Cooks Illustrated offers some simple tips to get started with cooking carrots. One key point is to look for longer, thinner carrots, which can be more tender. Gigantic carrots are tougher and don't taste as good.

Carrots can be roasted or glazed. Roasting them doesn't involve much active work, and the heat of the oven helps bring out their sweetness. Glazed carrots are usually cooked on the stovetop, and they require more attention. Either way is delicious!

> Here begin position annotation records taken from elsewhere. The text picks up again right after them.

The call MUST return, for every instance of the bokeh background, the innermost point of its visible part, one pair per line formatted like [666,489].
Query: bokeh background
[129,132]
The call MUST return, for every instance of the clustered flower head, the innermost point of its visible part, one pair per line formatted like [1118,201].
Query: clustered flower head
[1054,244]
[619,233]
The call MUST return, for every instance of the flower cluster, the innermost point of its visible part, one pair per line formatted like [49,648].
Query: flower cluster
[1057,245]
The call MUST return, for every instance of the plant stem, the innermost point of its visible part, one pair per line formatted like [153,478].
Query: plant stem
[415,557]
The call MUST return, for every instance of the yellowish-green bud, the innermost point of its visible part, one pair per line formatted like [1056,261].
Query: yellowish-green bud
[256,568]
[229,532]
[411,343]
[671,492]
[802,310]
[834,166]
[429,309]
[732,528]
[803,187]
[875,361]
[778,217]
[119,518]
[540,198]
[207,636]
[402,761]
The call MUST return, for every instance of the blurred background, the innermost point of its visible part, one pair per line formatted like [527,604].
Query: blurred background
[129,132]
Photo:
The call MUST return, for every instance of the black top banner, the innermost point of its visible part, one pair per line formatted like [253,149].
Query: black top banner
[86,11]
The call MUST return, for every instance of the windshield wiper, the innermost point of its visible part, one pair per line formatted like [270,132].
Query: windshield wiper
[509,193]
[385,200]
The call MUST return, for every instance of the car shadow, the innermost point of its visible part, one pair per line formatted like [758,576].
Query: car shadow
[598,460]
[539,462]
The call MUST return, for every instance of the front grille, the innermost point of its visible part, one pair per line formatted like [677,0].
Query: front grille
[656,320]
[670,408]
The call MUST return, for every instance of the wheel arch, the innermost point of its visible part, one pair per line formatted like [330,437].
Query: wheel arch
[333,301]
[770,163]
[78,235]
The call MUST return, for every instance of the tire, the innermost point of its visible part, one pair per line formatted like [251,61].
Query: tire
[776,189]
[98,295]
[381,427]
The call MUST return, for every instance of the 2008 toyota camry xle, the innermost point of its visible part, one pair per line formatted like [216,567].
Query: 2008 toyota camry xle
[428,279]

Cooked Carrots: Buttery Roasted Carrots from Mark Bittman

This recipe from Mark Bittman hardly even qualifies as a recipe, which makes it a great place to start. Melt butter in an oven-safe saute pan while you scrub a pound of carrots. You don't even need to peel them if they are young and tender. Put the carrots in the pan and coat them with butter, then transfer the pan to the oven. While you don't need to do much else to these carrots, keep an eye on them. Turn the heat down if the outsides are starting to brown before the insides are soft.

Roasting carrots doesn't involve much active work, and the heat of the oven helps bring out their sweetness.

Cooked Carrots: Roasted Carrots from Ina Garten

Ina Garten's roasted carrots are another simple recipe you can probably make with what's already in your kitchen. Toss sliced carrots with olive oil, salt, and pepper before roasting. Then toss them again with fresh herbs (Garten calls for fresh dill or parsley) before serving. Such an easy way to add a vegetable side dish to your meal.

Cooked Carrots: Glazed Carrots from Alton Brown

Once again, get out the saute pan and slice a pound of carrots. In Alton Brown's recipe, he calls for more thinly sliced carrots, about 1/4-inch thick. Add salt, butter, and ginger ale to the pan, and follow Brown's specific instructions regarding burner temperature and when to cover and uncover the pan. A half-teaspoon of chili powder gives these carrots some zip to balance the sweetness of the ginger ale glaze.

Glazed carrots are usually cooked on the stovetop, and they require more attention than roasted carrots.

Cooked Carrots: Candied Carrots from Tyler Florence

In this recipe from Tyler Florence, he roasts the carrots, but then covers them with an orange brown butter syrup before serving. As in Bittman's recipe, scrub the carrots instead of peeling them. Coat them with oil, salt, and pepper on the stovetop. Then transfer the pan to the oven to roast while you make the syrup. This recipe involves more active work than the others, but it's worth it.